US bipartisan negotiators reach modest budget pact
WASHINGTON - The Associated Press
Senate Budget Committee Chairman Patty Murray (R) and House Budget Committee Chairman Paul Ryan hold a press conference to announce the Bipartisan Budget Act of 2013, at the US Capitol. AFP photo
Top Republicans and President Barack Obama are lining up behind a modest U.S. budget agreement that restores about $63 billion in automatic spending cuts from programs ranging from parks to the Defense Department and eliminates the threat of another partial government shutdown early next year.The deal to ease those cuts for two years is aimed less at chipping away at the nation’s $17 trillion national debt than it is at trying to help a dysfunctional Capitol stop lurching from crisis to crisis. It would set the stage for action in January on a $1 trillion-plus spending bill for the budget year that began in October.
The measure unveiled by House Budget Committee Chairman Paul Ryan, a Republican, and his Senate counterpart, Democrat Patty Murray, blends $85 billion in spending cuts and revenue from new and extended fees to replace $63 billion in cuts to agency budgets over the coming two years.

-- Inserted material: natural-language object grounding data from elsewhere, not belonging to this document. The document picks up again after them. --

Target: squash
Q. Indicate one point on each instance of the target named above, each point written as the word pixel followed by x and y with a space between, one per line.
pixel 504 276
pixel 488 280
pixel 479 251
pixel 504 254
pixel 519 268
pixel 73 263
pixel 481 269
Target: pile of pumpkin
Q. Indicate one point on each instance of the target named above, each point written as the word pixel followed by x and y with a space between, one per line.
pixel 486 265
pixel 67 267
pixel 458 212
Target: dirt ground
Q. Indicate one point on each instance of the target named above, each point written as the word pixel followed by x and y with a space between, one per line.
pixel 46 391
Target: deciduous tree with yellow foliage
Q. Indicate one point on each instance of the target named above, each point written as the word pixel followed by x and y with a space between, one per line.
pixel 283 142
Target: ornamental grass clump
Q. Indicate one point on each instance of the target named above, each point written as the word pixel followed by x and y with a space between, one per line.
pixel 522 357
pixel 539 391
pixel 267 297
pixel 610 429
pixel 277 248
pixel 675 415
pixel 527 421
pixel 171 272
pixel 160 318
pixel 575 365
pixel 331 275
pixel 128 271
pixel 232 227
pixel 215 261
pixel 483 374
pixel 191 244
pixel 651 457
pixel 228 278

The White House quickly issued a statement from Obama praising the deal as a “good first step.” He urged lawmakers in both parties to follow up and “actually pass a budget based on this agreement so I can sign it into law and our economy can continue growing and creating jobs without more Washington headwinds.”
Bipartisan approval is expected in both houses of Congress in the next several days, despite grumbling from liberals over the omission of an extension of long-term unemployment benefits and even though hardcore conservative tea party-aligned groups have already begun pushing Republican lawmakers to oppose it.
$63 billion in cuts
The measure unveiled by House Budget Committee Chairman Paul Ryan, a Republican, and his Senate counterpart, Democrat Patty Murray, blends $85 billion in spending cuts and revenue from new and extended fees - to replace $63 billion in cuts to agency budgets over the coming two years.
The package would raise the Transportation Security Administration fee on a typical nonstop, round-trip airline ticket from $5 to $10; require newly hired federal workers to contribute 1.3 percentage points more of their salaries toward their pensions; and trim cost-of-living adjustments to the pensions of military retirees under the age of 62. Hospitals and other health care providers would have to absorb two additional years of a 2-percentage-point cut in their reimbursements from a government program providing health care coverage to the elderly.
The U.S. federal budget year begins on Oct. 1. But Congress, snarled in political disagreements, could not agree to a budget plan at the time and the government was shut down. The fight centered on Republican attempts to block funding for President Barack Obama’s overhaul to the American health care system. The country also came close to the first-ever federal default when Congress couldn’t reach agreement on raising the debt ceiling. Republicans relented and agreed to a short-term deal to fund the federal government and raise the debt ceiling when it became clear that Americans were deeply angered over their tactics.
The plan pales compared with earlier, failed attempts at a “grand bargain” that would trade tax hikes for structural curbs to ever-growing benefit programs like Medicare and Social Security, which provides monthly pension benefits to senior citizens.. But it would at least bring some stability on the budget to an institution - Congress - whose approval ratings are in the gutter.
“Our deal puts jobs and economic growth first by rolling back harmful cuts to education, medical research, infrastructure investments and defense jobs for the next two years,” Murray said.
Ryan said the agreement “makes sure that we don’t have a government shutdown scenario in January. It makes sure that we don’t have another government shutdown scenario in October,” Ryan said.